Durand's vocal technique and Parisian pronunciation are often compared by reviewers to another French singer, Lætitia Sadier of Stereolab.

==Other work==
Along with Fountains of Wayne, Schlesinger was a member of Tinted Windows.

Durand and Chase, with Michael Hampton, recorded one album, 2004's This Is Where We Live, as Paco.

Chase's solo project, Brookville, released three albums: Wonderfully Nothing (2003), Life in the Shade (2006) and Broken Lights (2009). In November 2012, Brookville changed their name to Camera2, releasing the "Just About Made It" single, followed by EP releases in 2013 and 2014.

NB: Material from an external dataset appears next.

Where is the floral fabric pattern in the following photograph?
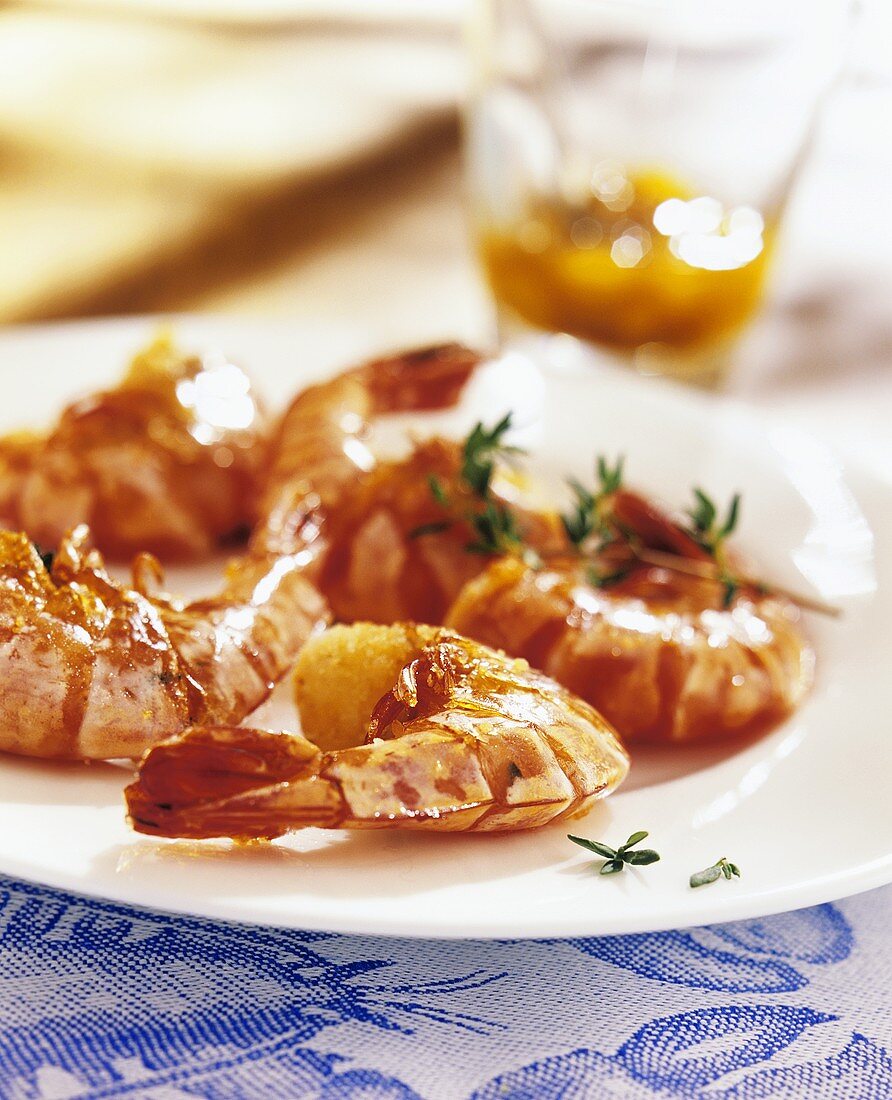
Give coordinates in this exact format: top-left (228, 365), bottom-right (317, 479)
top-left (0, 878), bottom-right (892, 1100)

In his video "How Music Should Sound," Rick Beato mentioned he played with the band for "about six weeks" in 1994.

== Discography ==

- Realistic (1995)
- Apartment Life (1997)
- Long Distance (2000)
- Guestroom (2002)
- In the Clear (2005)
- All Hours (2011)
- Traces of You (2025)

==Film and TV work==
===Film work===
- There's Something About Mary (1998) – featured "This Is the Day" and "I Get the Message"
- The Rage: Carrie 2 – (1999) featured "Quick, Painless and Easy"
- Me, Myself & Irene (2000) – featured a cover of Steely Dan's "Only a Fool Would Say That"
- Angel Eyes (2001) – featured "Edge of the Ocean" on the official soundtrack
- Shallow Hal (2001) – featured a score by Ivy as well as "Edge of the Ocean" and "I Think of You"
- Orange County (2002) – featured "I've Got a Feeling"
- Insomnia (2002) – featured "One More Last Kiss"
- Before Sunset (2004) – featured "Edge of the Ocean"
- Bee Season (2005) – featured "I'll Be Near You"
- Numb (2007) – featured "Thinking about You" and "Edge of the Ocean"
- Shanghai Kiss (2007) – featured "Nothing But the Sky"
- Music and Lyrics (2007) – featured "Edge of the Ocean" during the end credits (Schlesinger also wrote three of the songs in the movie)

===TV work===
- Get Real – "I've Got a Feeling" was featured in the episode "Big Numbers"
- Alias – "Edge of the Ocean" was featured in the season 1 episode "Time Will Tell"
- Veronica Mars (UPN series) – "Edge of the Ocean" was featured in episodes "Meet John Smith" and "One Angry Veronica"; "Feel so Free" in "Clash of the Tritons"; and "Ocean City Girl" in "Ahoy, Mateys!"
- Roswell – "Undertow" was featured at the end of "Heart of Mine"; the band appeared as themselves in 2001 episode "To Have and to Hold" and performed "Edge of the Ocean"
- The 4400 – "Worry About You" was featured in the pilot episode
- Kingdom Hospital – "Worry About You" was used as the theme song
- Grey's Anatomy – "Edge of the Ocean" was featured in 2005 episode "Shake Your Groove Thing", and "Feel So Free" in 2005 episode "Raindrops Keep Falling on My Head"
- Pinoy Big Brother – Season 2 – "Worry About You" was featured in multiple episodes
- LAX – "Nothing But the Sky" was featured in the final episode of the series
- Witchblade – "Undertow" was featured in season 1 episode "Legion"
- Sleeper Cell – "Undertow" was featured
- Felicity – "I've Got a Feeling" was featured in the pilot and first-season finale
- Senseo coffee makers featured "Edge of the Ocean" in a commercial
- No Good Nick (Netflix Original Series) - "Edge of the Ocean" was featured in the final episode as Nick's goodbye letter.